他忽然咬牙切齒,死死地捏著我,連眼圈都紅了。
我好久才能道:“景予,你想得太多了……若我是魔,回崑崙後應該就得搬化魔池去住了,還能嫁誰?”
還讓我等他輪迴轉世呢,他必是傷太重,開始說胡話了。
但到得此時,我萬不忍心再指責他胡說八道了。
原微盤膝坐於稍遠處,指掌翻飛間,依然是各色法訣飛出,鼻尖卻已有汗珠滲出。
他的修為雖高,但要將數百人送入輪迴,也不是件輕鬆的事。
景予抬眸看他一眼,聲音愈發地低沉:“原微師兄施法完畢,必定靈力不繼,我會把他拖住,你便可趁機離去。”
掌心涼涼地驀然多出一物,卻是自小便熟悉的形狀,分明就是母親留給我的那枚玉墜。
景予道:“去玄冥城,找魔帝。其實骨肉天性,原沒那麼容易偽裝;他又不是等閒人物,早已有些疑心,可他一直在閉關,不過見了寥寥數面,綿綿又暗中幫我,一時沒有細究。你生得和你母親極像,只需持了玉墜過去說明,他必會認下你,想法救治你,從此把你好好護著,便是崑崙仙尊也奈何不得。”

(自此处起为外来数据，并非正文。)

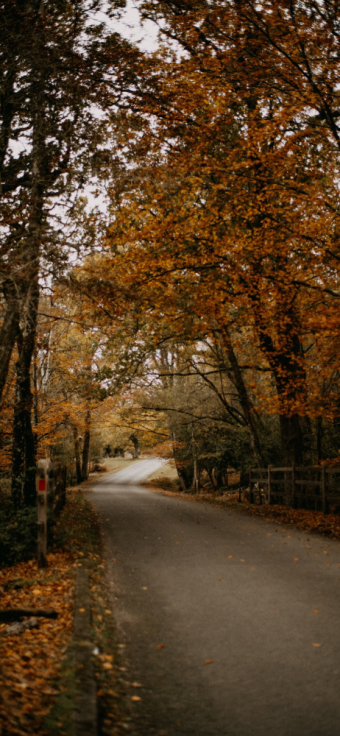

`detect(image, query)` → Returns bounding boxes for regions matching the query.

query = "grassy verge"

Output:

“然後呢?我丟了學了二百年的崑崙仙法,認了這色魔為父,從此改修仙為修魔?”
和景予當年那樣,用背叛來還報師門二百年的養育之恩?
認一個居心叵測欺騙玷污羞辱我母親、甚至害死我母親的魔頭為父,成為修身不修心的魔?
從此與仙尊們為敵,甚至害得師父在崑崙再抬不起頭來?
而一心修仙的景予也斷送二百年的苦修隨我一起入魔?
景予見我模樣,便有些焦灼,急急道:“菱角兒,我原來也想不開,一心想讓你輪迴摒棄魔根後重新修仙。可後來經了青嵐一夕他們的事,我才知我錯了。仙又如何,魔又如何,無非修行方式不一,能在一起便可。”
果然是個呆子!
這仙魔之道,這三界之路,豈是我等小小人物可以輕易翻轉扭曲的?
朝歌上仙與一夕相戀被捆上了誅仙台,東華帝君都保不住;皓靈天尊更是給其他天尊逼得自散魂魄。也不知皓靈戀的是誰,最好早已喝碗孟婆湯把他忘了,不然苦苦思念千年,還得沒有盡頭地繼續思念下去,早該瘋了吧?
我笑著看他,柔聲道:“我也想在一起。凡人不過區區百年,能得數十年相守已屬不易。我們已經相守了二百年,其實怎麼算也不虧了。何況回崑崙這一路,我們還可以繼續一起說話聊天看落日,不是嗎?”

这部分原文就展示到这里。